PMCID: PMC4062104  PMID: 24963455
25.  561 Distribution of Asthma Mortality in Various Districts of Salvador, Brazil 
Brazil still does not have a national program to combat asthma. Isolated initiatives have been developed in a non-standardized fashion. The Program for Control of Asthma in Bahia (ProAR) was established in Salvador, Bahia, in 2003, aiming for the control of the most severe cases.
To analyze time trends in mortality from asthma and its distribution in the districts of Salvador (2000–2009) and to correlate mortality rates with social indicators.
Observational study of deaths from asthma registered by the National Database of Mortality according to ICD-10. Mortality rates were calculated per 100,000 inhabitants and analyzed by simple linear regression. The distribution of mortality for asthma in the period was mapped into the 12 health districts of Salvador. The correlation of the number of deaths in Salvador with GDP per capita, HDI and Index Gini was evaluated.
The average asthma mortality in Salvador between 2000 and 2009 was 1.542/100.000 inhabitants, with a declining trend (R2 = 0.539, b = –11.1, P = 0.016). Deaths occurred more frequently in women than men (66% vs 34%). Asthma mortality rates were higher in subjects > 35 years. There was a reduction at ages younger than 1 year, 5 to 14 years, 25 to 34 years, and 45 to 54 years with a sharp decline between 55 and 64 (–8.14/100,000). The mortality rate (19.68/100,000 inhabitants in 2009) was higher for individuals > 75 years. The highest mortality rates were noted in more populated and poorer areas with less infrastructure and access to health services. It was observed that 78% of the deaths occurred in hospitals or health facilities. Deaths rates for asthma correlated directly with the district Gini index (rho = 0.400, P = 0.505) and inversely with HDI (rho = –0.300, P = 0.624), though not statistically significant.

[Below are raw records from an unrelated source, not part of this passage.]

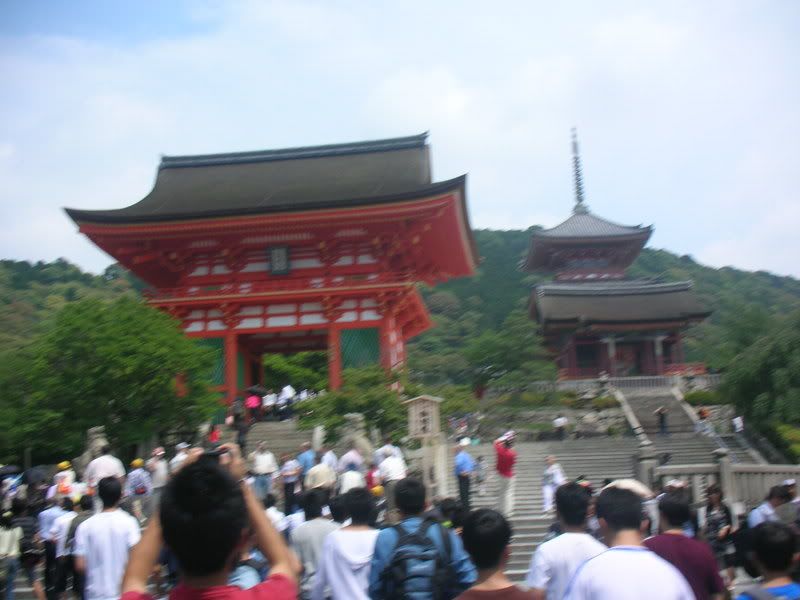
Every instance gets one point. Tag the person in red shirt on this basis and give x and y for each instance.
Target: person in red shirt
(207, 517)
(506, 457)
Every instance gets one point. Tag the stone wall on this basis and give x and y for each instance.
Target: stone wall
(537, 423)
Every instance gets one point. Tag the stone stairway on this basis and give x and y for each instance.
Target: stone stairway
(645, 403)
(596, 459)
(281, 436)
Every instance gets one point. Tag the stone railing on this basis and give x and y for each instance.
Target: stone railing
(744, 485)
(652, 382)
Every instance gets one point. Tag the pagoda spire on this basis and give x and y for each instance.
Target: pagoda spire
(580, 205)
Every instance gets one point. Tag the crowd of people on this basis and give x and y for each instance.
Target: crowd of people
(208, 524)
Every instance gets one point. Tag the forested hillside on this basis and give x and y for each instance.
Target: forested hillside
(468, 312)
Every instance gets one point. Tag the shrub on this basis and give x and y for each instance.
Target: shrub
(704, 398)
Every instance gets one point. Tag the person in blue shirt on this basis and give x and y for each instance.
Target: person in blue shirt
(464, 468)
(774, 545)
(306, 458)
(410, 501)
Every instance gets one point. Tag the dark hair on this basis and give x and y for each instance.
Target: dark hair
(774, 545)
(19, 506)
(338, 509)
(780, 492)
(409, 496)
(486, 534)
(110, 491)
(313, 501)
(572, 502)
(203, 514)
(360, 505)
(620, 508)
(674, 510)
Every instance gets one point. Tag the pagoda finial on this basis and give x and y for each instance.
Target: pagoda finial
(580, 205)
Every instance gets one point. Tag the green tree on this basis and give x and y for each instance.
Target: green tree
(366, 390)
(112, 364)
(513, 356)
(764, 380)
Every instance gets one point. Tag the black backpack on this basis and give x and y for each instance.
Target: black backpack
(417, 569)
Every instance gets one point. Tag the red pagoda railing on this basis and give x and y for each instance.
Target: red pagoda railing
(276, 285)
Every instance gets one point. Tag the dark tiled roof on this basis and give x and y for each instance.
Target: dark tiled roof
(616, 302)
(583, 224)
(291, 179)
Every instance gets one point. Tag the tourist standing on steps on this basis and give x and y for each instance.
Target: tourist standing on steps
(464, 468)
(555, 562)
(627, 570)
(506, 457)
(263, 468)
(102, 544)
(661, 412)
(692, 558)
(552, 478)
(560, 425)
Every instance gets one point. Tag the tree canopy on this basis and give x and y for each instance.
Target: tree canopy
(103, 363)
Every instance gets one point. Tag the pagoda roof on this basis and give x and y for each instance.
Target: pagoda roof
(583, 224)
(616, 302)
(285, 180)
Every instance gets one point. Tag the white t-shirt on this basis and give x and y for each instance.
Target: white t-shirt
(628, 573)
(102, 467)
(392, 468)
(159, 472)
(59, 530)
(104, 541)
(263, 462)
(555, 562)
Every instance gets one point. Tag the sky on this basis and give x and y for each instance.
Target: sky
(687, 111)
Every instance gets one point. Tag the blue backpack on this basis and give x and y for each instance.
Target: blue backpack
(417, 569)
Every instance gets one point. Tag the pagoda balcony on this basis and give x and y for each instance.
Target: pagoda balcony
(275, 287)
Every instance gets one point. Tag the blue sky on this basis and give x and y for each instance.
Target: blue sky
(687, 111)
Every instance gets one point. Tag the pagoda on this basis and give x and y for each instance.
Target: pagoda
(593, 318)
(313, 248)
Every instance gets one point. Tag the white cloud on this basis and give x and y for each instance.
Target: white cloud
(687, 113)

Asthma mortality in Salvador is concentrated in the poorest areas with less infrastructure and access to health services, most commonly affecting women and the elderly. There was a reduction in mortality during the study period, possibly related to interventions for asthma control in the municipality. Mortality from asthma behaves differently in each district of the city.